The nail tech looked up at her with a smile and resumed her work. Petula thought that she wasn’t getting it.
“Don’t you talky American? Me No Likey!” she railed ignorantly while pushing back the cuticles on her fingers as a kind of sign language. The tech nodded again, blankly this time, and Petula exploded.
“Chop, chop,” Petula bullied, again urging the tech to pick up the pace, her agitated feet splashing dirty water, flakes of dried skin, calluses, and toe jam all over the girl.
When her need for speed was still unacknowledged, Petula went totally Rocky 1 on her.
“Cut me!” she finally roared, pointing to her toenails.
The girl was moving as quickly as possible, trying her best to meet all of Petula’s demands, but with her hands nervous and shaking, she accidentally nicked Petula’s big toe.

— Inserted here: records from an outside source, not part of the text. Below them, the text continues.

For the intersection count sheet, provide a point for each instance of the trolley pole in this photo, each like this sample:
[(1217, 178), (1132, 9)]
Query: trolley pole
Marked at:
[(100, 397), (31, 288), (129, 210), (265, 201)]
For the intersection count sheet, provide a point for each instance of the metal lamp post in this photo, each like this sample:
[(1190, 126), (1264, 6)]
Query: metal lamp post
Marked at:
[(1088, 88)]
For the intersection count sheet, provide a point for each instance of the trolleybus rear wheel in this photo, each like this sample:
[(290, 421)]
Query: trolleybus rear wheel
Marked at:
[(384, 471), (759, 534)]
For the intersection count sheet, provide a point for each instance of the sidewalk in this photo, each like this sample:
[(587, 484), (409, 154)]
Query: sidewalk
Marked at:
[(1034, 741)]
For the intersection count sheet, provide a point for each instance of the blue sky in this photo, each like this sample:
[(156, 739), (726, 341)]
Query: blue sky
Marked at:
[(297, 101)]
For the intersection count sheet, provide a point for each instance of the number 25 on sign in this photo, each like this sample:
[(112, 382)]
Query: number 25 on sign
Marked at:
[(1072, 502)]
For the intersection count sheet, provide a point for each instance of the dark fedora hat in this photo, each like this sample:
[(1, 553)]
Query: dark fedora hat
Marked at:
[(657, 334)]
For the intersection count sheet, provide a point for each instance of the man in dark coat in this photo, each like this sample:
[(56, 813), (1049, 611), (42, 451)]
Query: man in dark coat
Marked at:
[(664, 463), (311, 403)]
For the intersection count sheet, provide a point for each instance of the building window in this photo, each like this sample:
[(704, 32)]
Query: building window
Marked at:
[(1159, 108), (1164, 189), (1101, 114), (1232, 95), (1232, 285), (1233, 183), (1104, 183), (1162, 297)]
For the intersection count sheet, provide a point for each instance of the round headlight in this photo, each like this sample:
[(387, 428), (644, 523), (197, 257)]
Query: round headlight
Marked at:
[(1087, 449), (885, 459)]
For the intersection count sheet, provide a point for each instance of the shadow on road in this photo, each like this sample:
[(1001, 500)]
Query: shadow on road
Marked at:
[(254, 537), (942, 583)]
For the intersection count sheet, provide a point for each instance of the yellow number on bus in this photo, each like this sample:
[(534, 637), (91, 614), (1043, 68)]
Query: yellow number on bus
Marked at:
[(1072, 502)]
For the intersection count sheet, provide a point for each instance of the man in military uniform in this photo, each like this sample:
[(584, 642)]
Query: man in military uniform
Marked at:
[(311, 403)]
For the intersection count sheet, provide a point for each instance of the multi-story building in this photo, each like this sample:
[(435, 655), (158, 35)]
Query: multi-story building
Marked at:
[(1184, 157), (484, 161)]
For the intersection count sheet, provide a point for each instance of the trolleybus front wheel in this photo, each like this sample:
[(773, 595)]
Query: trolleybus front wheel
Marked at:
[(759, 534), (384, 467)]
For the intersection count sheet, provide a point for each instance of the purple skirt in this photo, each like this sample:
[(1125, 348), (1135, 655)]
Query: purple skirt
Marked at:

Petula continued screaming at the girl and broadcasting her incompetence to the whole spa, so much so that people and clinicians were peeking their heads out of waxing rooms to see what all the commotion was about.
“Here, let me put some alcohol on it,” the girl said apologetically in perfect English, which made Petula even madder.
“I think you’ve done enough,” Petula barked. “This better NOT scar!”
Petula grabbed her things, hobbled outside still wearing her paper flip-flops and foam toe separators, and jumped in the car.
She was already pissed enough, but having to drive home in Scarlet’s dented and scratched jalopy, plastered with band and radio station bumper stickers and a hubcap-less spare tire, was almost unbearable. And the car was black, her least favorite color.